The paper explores several ideas to strengthen Treasury's enforcement tools. Significantly, the notion of an avoidance offence provision has been introduced. Under the current FIRB rules, the Treasurer can effectively 'look through' avoidance schemes, and either prohibit the transaction or approve it subject to conditions. However, under current rules, investors do not necessarily commit an offence by engaging in avoidance schemes (unlike failing to obtain required FIRB approval, which is an offence). If, in future, investors can be punished for designing corporate and transaction structures to avoid FIRB notification and approval requirements, this will significantly expand legal and deal risk. Treasury is also seeking stakeholder feedback on ideas to strengthen other enforcement provisions, including infringement notices for repeat breaches of the FIRB rules and failing to keep records or respond to information requests.
Additional FIRB reform proposals to watch
Some other important reforms outlined in the paper include:
- Tweaking the tracing rules – making a greater distinction between interests held directly and interests held indirectly and allowing investors to ask for the tracing rules to be disapplied in certain cases.
- Expanding the 'associates' concept – adding new categories of 'associates' and lowering thresholds for existing categories of associate relationships.
- Improving information sharing – allowing FIRB to share information gathered from investment applications with non-government entities (eg financial institutions) and foreign governments, and to publish information about non-compliance or infringement notices.
- Overhauling Exemption Certificates – eliminating the various EC types in favour of one 'combination' EC and allowing FIRB to more precisely tailor ECs to specific investors and investments.
- Conditions and undertakings – allowing for a broader range of conditions to be imposed on approvals, including conditions targeting risks associated with minority interest or upstream investors, and enabling court-enforceable voluntary undertakings to deal with commitments given to FIRB that go beyond compliance with foreign investment laws.
- Simplifying Register notifications – reducing the number of transactions reportable to the Register of Foreign Ownership of Australian Assets and enabling more parties to give notice on behalf of others.
- Enhancing No Objection Notifications – fixing various issues including extending the default validity period (currently 12 months) and providing for greater flexibility in applying and modifying conditions.
Deadline for FIRB reform submissions: 12 December
Stakeholders have just over a month to provide their submissions on the reforms to Treasury.

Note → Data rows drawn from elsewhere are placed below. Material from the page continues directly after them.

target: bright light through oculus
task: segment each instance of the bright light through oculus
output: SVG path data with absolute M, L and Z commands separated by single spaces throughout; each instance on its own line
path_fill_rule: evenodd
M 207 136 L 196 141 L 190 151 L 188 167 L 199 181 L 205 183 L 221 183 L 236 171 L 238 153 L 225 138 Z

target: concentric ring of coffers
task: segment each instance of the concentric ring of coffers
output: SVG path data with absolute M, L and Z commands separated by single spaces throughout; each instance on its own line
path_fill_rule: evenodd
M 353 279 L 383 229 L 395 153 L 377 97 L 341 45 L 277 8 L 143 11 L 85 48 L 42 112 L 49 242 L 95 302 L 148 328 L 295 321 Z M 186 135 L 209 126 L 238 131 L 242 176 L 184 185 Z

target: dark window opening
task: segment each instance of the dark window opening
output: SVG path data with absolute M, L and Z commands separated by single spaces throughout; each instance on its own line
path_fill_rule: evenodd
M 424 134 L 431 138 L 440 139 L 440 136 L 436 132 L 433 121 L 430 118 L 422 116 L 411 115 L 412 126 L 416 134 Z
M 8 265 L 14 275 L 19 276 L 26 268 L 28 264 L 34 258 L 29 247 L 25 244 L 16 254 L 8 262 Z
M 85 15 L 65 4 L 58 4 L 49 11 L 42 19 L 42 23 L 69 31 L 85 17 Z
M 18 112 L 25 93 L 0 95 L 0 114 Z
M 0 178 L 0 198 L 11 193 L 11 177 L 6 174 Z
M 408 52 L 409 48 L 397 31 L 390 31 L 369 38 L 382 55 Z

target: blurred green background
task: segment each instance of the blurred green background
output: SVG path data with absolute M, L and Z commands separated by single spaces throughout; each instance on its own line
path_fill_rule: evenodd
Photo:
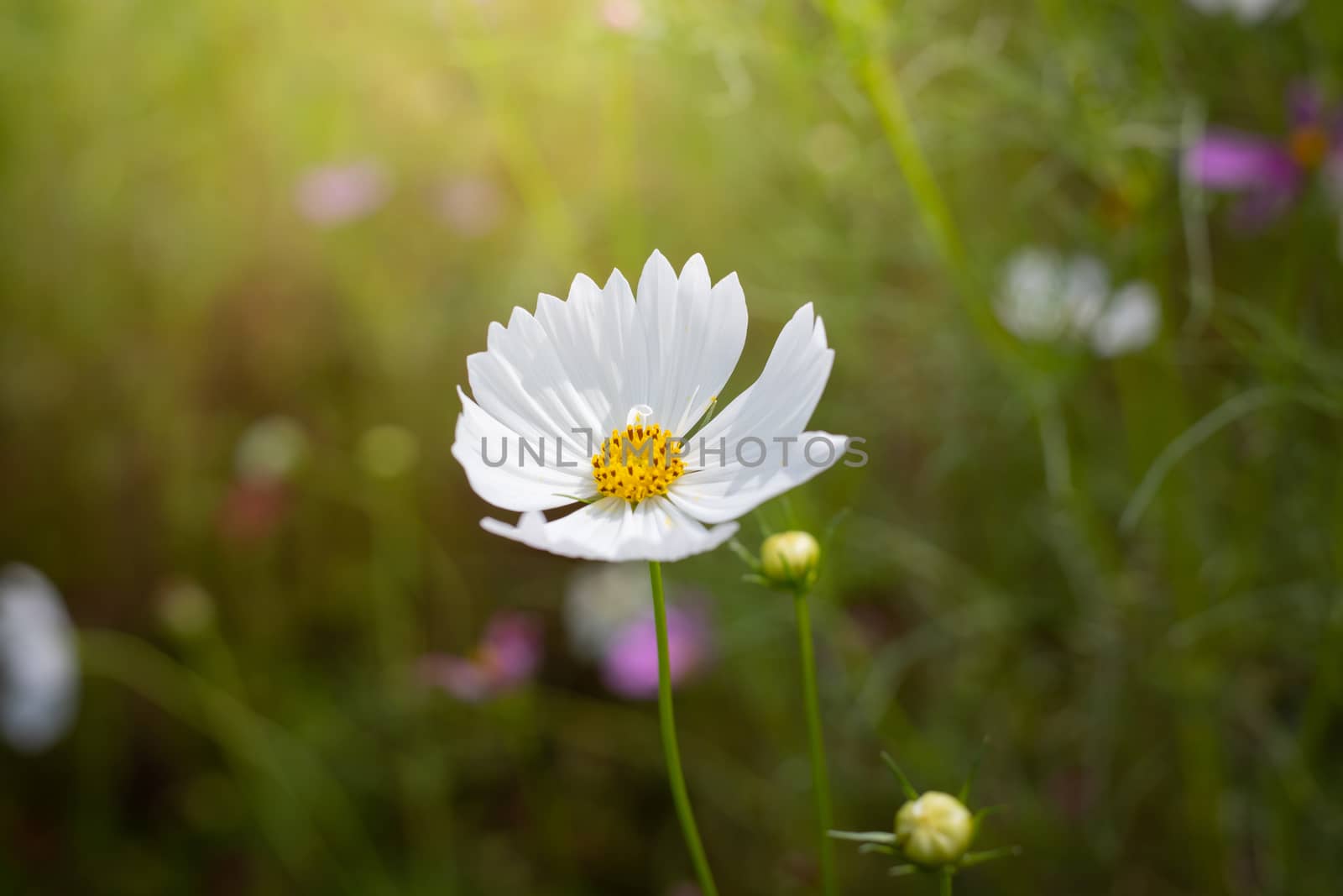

The reforms proposed in the discussion paper would require substantial amendment to the FIRB legislation. This means any reforms will need to pass through both houses of Parliament before coming into law, which will take time. Nevertheless, investors should take the reform proposals very seriously. The Treasurer's speech underlined the government's commitment to making Australia 'the destination where global investment flows first and grows fastest'. Significant amendments to Australia's existing FIRB legislation will be required to achieve that goal.